Der Hisbollah-Miliz passt der Einsatz der deutschen Marine vor der libanesischen Küste nicht. Ein Abgeordneter der schiitische Bewegung warf der Bundesregierung vor, einseitig die Interessen Israels zu vertreten. Doch Berlin hat mit der Libanon-Mission zurzeit ganz andere Probleme.

HB BEIRUT. Die Hisbollah sieht dem geplanten Einsatz der deutschen Marine vor der libanesischen Küste mit Skepsis entgegen. Hussein Hadsch Hassan, der für die schiitische Bewegung als Abgeordneter im Parlament sitzt, sagte in Beirut: „Unsere Bedenken betreffen die deutsche Forderung, Boote zu durchsuchen, die den Libanon ansteuern, (...) denn diese Forderung beeinträchtigt die Souveränitat des Libanons.“

Der Bundesregierung warf der Abgeordnete außerdem vor, sie vertrete einseitig die Interessen Israels in der Region und habe vergessen, dass der jüdische Staat den Libanon im Juli angegriffen habe. Gleichzeitig betonte Hadsch Hassan, „die Hisbollah ist nicht gegen die deutsche Regierung und hat großen Respekt vor dem deutschen Volk, aber sie will, dass die Regierung ihre Haltung gegenüber dem Libanon überdenkt.“

Die libanesische Regierung will Deutschland um die Entsendung deutscher Marinesoldaten zur Sicherung der Mittelmeerküste bitten. Beirut werde die Truppen- Anforderung aber erst dann nach Berlin und zu den Vereinten Nationen in New York schicken, wenn Israel seine Seeblockade gegen den Libanon aufhebe, sagte am Dienstag ein Mitarbeiter von Ministerpräsident Fuad Siniora. Zudem sollten die deutschen Schiffe mindestens sieben Seemeilen von der libanesischen Küste entfernt im Mittelmeer kreuzen.
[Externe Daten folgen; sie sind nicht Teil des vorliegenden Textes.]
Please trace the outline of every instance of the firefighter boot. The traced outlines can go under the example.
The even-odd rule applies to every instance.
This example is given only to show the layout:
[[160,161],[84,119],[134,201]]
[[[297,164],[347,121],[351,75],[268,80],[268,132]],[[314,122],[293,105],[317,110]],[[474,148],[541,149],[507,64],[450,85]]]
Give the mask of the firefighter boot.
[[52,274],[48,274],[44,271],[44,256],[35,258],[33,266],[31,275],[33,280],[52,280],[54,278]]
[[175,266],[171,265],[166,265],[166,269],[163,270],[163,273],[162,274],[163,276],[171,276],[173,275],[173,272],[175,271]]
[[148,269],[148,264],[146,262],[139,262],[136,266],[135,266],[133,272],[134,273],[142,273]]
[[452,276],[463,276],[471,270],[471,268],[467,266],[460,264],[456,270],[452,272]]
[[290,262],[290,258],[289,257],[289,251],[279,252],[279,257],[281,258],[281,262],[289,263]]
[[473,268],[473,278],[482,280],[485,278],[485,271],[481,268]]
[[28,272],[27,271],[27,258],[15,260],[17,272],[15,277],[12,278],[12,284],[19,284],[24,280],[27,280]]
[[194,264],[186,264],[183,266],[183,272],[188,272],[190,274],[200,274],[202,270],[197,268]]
In der Bundesregierung wurde prompt vermutet, dass die Hisbollah diese Bedingungen durchgesetzt hat. Denn mit beiden Punkten hat die Regierung in Berlin Schwierigkeiten. Ein sofortiges Ende der Seeblockade Israels würde bedeuten, dass es drei Wochen ein Überwachungsvakuum vor der libanesischen Küste geben könnte. Denn alles in allem wäre die deutsche Marine erst rund 21 Tagen nach einem Kabinettsbeschluss vor der libanesischen Küste.